Terri Windling asked me for a story for the Autumn issue of The Endicott Studio's Journal of Mythic Arts. The next issue should be released at the end of October and my story "The Boy Who Was Born Wrapped in Barbed Wire" will be a part of it.

Now go karaoke like you mean it!

In spite of everything

In spite of everything, I still believe that people are really good at heart. (Didn't someone say something like this?? Anne Frank??) Hmm. I think so too, Anne.
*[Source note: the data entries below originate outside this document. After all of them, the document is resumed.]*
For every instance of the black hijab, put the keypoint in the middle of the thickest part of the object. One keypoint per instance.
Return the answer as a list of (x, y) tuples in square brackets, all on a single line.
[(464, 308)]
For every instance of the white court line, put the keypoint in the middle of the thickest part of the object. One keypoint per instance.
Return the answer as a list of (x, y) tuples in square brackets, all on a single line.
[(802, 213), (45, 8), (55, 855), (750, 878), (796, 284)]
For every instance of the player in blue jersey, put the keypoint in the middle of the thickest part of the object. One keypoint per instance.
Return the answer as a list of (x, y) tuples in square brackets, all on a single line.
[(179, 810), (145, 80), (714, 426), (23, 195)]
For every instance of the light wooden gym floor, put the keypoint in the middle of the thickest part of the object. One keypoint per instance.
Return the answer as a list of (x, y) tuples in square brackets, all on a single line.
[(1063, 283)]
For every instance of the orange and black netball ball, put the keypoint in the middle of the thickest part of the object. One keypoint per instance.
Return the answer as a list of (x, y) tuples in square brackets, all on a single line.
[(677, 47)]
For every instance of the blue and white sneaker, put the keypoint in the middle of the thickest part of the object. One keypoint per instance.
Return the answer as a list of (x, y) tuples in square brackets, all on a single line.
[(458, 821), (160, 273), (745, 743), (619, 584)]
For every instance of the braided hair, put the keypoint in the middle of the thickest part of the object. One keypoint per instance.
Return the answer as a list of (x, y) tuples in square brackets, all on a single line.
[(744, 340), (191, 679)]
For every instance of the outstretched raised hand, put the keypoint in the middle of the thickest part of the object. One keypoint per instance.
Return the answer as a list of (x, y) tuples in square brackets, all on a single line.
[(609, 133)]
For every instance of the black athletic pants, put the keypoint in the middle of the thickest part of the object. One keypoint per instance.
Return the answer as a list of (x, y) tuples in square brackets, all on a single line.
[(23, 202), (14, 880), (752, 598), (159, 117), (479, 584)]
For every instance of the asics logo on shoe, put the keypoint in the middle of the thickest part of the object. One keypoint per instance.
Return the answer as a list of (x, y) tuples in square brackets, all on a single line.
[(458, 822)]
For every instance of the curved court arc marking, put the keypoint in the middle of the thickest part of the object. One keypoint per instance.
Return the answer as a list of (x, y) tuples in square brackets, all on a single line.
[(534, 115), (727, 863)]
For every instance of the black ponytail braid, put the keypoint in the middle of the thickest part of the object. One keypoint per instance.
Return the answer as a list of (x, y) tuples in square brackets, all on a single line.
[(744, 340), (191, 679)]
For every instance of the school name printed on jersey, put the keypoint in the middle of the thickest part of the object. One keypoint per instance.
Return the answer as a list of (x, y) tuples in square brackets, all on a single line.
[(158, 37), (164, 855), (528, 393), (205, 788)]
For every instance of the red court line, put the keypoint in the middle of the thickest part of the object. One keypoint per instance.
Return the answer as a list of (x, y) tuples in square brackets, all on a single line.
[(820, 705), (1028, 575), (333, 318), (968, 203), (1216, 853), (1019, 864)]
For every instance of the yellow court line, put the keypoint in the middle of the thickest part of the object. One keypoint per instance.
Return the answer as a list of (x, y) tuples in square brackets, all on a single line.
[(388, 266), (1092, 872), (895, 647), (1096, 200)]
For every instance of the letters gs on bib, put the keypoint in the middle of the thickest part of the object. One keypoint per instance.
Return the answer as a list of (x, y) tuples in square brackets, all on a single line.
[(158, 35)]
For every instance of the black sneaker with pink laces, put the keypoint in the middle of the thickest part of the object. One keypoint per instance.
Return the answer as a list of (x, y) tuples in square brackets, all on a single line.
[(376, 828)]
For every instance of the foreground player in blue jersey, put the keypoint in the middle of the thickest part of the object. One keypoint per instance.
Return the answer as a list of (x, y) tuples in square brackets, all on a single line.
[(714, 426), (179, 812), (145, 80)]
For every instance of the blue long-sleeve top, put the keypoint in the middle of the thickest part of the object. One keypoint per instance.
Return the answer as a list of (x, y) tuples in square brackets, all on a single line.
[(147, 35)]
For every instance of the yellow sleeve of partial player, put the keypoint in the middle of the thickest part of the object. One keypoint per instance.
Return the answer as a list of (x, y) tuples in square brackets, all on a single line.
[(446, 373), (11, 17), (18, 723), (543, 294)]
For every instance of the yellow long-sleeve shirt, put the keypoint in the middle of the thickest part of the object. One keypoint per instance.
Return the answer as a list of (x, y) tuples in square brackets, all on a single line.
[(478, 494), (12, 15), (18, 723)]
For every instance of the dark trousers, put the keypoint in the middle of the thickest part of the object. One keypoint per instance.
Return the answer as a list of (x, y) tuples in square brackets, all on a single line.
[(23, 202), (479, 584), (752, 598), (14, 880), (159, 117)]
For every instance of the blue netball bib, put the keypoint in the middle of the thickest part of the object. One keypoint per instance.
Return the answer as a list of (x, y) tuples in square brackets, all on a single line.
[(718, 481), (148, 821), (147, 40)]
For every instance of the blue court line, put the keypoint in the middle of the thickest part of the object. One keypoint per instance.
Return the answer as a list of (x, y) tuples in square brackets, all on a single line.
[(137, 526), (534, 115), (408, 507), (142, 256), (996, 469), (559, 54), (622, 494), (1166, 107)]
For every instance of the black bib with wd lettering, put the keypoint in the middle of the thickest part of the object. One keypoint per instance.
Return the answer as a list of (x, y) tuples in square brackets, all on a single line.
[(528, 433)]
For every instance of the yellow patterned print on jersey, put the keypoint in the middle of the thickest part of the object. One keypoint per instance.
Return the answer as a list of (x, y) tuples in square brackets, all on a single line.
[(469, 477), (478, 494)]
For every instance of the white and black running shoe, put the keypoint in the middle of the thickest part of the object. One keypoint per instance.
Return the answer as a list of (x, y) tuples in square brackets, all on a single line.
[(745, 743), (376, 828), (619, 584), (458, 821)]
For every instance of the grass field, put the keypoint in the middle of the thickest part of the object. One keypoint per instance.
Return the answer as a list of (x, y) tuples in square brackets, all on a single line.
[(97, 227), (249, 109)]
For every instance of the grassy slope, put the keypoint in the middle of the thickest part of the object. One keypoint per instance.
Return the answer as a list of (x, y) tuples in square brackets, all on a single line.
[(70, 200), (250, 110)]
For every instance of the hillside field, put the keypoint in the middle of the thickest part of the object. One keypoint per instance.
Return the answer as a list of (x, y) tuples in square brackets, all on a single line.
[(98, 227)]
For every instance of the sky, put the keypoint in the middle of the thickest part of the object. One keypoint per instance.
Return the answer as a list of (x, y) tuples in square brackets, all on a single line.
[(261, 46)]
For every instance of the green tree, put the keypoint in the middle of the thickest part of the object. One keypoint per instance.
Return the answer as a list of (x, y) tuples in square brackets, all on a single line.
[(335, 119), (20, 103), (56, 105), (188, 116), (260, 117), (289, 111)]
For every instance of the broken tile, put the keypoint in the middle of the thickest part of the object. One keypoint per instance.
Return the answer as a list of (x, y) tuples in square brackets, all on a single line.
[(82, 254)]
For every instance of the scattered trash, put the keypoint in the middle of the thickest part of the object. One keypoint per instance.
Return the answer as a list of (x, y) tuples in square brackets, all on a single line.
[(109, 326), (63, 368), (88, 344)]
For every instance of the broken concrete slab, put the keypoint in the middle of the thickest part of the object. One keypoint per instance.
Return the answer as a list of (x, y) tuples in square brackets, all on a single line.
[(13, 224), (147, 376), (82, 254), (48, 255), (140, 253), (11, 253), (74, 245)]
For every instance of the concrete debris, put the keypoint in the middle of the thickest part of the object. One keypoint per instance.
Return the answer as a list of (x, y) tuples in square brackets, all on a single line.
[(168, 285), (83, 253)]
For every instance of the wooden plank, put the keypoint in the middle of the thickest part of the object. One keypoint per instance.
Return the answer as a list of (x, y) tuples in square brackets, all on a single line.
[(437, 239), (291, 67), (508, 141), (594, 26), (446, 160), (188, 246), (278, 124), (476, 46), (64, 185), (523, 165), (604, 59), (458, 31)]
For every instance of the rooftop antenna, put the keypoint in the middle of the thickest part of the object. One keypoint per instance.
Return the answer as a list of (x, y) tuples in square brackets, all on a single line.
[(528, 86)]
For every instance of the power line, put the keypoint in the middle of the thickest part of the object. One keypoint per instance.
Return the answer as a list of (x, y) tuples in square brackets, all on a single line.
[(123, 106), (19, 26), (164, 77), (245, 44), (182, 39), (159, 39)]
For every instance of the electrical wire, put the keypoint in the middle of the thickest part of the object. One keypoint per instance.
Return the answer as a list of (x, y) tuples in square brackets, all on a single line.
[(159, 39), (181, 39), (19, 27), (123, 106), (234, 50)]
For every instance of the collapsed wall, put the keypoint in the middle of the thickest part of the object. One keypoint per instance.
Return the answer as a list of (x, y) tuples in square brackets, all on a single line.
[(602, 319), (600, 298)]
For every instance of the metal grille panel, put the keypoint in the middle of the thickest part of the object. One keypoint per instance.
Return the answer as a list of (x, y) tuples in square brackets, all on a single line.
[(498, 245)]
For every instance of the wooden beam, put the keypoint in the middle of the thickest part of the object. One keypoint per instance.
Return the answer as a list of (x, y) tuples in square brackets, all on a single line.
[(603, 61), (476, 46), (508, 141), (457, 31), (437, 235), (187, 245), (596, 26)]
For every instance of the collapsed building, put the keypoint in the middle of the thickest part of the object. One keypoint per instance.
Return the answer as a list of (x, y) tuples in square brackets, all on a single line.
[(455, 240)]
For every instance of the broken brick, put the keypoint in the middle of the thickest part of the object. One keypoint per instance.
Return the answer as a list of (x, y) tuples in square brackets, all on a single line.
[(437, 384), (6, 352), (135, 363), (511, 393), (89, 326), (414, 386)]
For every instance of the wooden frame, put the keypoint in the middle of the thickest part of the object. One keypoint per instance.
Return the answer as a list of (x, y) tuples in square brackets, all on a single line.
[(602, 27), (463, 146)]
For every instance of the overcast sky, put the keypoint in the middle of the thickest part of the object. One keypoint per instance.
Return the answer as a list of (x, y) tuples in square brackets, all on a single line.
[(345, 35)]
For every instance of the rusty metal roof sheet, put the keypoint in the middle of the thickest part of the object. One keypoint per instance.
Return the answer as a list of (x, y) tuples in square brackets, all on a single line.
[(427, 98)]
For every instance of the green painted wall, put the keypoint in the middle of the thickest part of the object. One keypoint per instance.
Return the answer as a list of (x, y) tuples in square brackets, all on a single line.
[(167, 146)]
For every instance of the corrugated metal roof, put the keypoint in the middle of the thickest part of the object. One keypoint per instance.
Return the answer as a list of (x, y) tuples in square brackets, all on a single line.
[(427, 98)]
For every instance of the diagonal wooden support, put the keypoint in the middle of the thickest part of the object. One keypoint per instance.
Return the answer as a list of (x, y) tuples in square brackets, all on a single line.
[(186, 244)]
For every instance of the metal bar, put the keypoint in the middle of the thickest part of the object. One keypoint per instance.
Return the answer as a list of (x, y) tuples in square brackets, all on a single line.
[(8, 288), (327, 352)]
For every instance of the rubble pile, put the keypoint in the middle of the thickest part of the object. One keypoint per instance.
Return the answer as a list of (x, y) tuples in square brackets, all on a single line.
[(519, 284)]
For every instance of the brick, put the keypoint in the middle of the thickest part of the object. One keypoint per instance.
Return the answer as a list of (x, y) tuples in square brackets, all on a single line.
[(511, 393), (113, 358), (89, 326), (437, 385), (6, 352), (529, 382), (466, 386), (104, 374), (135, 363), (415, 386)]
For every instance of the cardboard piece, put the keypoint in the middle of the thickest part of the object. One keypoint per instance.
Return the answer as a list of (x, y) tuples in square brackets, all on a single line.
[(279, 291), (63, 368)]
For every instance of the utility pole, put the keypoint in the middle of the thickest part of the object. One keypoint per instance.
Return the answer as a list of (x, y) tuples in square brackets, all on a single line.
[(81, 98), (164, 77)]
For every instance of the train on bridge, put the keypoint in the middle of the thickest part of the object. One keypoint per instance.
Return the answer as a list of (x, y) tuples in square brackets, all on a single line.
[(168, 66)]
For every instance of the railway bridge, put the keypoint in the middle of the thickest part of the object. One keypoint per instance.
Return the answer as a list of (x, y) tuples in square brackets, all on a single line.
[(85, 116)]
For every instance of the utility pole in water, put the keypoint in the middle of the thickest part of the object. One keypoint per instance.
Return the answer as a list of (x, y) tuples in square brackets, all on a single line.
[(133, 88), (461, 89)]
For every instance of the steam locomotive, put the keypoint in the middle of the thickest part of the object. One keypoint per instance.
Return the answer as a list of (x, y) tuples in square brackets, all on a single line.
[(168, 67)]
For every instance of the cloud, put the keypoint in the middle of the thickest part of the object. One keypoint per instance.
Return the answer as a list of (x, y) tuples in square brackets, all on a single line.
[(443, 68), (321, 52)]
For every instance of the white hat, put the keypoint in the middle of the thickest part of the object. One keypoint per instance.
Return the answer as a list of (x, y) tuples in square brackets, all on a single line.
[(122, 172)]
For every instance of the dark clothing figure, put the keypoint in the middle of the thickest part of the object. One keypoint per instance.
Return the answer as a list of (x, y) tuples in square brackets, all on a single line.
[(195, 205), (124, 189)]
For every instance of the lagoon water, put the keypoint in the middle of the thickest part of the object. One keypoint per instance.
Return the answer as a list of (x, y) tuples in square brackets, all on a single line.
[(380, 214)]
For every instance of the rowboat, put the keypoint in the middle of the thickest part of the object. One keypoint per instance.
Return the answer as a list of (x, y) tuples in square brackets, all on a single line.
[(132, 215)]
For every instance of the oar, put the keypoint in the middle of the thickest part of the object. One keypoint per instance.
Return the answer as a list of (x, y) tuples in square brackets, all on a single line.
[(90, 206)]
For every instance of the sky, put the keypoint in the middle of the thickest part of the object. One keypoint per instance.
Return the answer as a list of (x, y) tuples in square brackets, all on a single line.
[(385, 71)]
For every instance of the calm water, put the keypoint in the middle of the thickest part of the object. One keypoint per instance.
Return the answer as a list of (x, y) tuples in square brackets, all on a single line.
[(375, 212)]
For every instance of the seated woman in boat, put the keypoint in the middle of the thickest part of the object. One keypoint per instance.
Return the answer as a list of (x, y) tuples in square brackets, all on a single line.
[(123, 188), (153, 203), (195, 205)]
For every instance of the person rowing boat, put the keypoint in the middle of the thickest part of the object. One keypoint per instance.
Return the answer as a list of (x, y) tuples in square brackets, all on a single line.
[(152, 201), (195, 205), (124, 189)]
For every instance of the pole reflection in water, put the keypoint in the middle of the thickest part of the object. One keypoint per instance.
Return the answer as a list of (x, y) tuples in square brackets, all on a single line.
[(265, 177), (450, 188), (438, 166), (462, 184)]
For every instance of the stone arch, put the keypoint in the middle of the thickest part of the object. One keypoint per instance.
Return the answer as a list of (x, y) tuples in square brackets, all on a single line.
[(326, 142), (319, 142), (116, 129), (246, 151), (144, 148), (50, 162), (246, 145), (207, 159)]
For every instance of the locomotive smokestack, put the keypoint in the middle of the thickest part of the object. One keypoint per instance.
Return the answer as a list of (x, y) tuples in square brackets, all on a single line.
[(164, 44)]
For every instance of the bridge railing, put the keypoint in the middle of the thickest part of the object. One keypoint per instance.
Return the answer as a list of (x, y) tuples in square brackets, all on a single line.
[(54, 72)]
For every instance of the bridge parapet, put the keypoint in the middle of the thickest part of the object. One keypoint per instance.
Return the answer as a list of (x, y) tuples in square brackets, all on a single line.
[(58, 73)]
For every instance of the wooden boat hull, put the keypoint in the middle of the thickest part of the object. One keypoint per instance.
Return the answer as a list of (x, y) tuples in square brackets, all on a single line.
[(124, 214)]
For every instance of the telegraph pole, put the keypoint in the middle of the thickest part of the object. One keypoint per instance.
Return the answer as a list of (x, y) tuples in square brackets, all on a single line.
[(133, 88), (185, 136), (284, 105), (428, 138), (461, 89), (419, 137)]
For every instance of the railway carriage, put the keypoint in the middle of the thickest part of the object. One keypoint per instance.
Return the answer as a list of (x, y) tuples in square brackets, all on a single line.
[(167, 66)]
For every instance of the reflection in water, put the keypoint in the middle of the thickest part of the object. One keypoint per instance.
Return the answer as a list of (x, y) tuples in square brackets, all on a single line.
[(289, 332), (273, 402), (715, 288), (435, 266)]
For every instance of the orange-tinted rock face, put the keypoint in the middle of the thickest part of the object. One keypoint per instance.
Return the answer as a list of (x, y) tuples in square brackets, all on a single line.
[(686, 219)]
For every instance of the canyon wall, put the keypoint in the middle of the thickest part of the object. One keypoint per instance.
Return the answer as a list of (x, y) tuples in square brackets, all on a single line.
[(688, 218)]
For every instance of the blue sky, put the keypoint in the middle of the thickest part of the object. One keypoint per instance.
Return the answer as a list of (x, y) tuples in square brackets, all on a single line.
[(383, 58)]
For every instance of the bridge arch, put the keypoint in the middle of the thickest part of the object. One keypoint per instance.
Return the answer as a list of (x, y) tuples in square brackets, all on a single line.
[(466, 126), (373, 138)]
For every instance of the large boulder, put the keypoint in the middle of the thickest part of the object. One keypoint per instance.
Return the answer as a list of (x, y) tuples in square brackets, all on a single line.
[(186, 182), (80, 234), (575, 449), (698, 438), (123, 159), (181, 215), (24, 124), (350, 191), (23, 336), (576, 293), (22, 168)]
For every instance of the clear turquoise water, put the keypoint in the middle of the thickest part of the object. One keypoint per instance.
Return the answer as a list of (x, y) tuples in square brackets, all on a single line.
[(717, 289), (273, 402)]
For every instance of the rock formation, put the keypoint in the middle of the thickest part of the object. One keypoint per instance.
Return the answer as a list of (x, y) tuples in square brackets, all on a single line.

Well, most people.

So I will post a nice picture of me and my friends from a night of celebrating Kevin's birthday last month, after karaoke and eating and drinking at one of my favorite pubs, The Hub.

Thursday, October 06, 2005

Is that a draft?

I'd say this would rank up there with one of the craziest things he's done so far, but he's done crazier, i.e. taking the war to Iraq, so I won't be surprised, to say the least, if this prediction comes to be.

Sunday, October 02, 2005

Are You Human?

Sorry, I've been forced to change my blog so that if you want to comment you have to do a word verification test before your comment will be posted. I hope it won't deter any of you from posting. I love hearing from everyone. Sorry about this, but I'm tired of cleaning out the spam posts.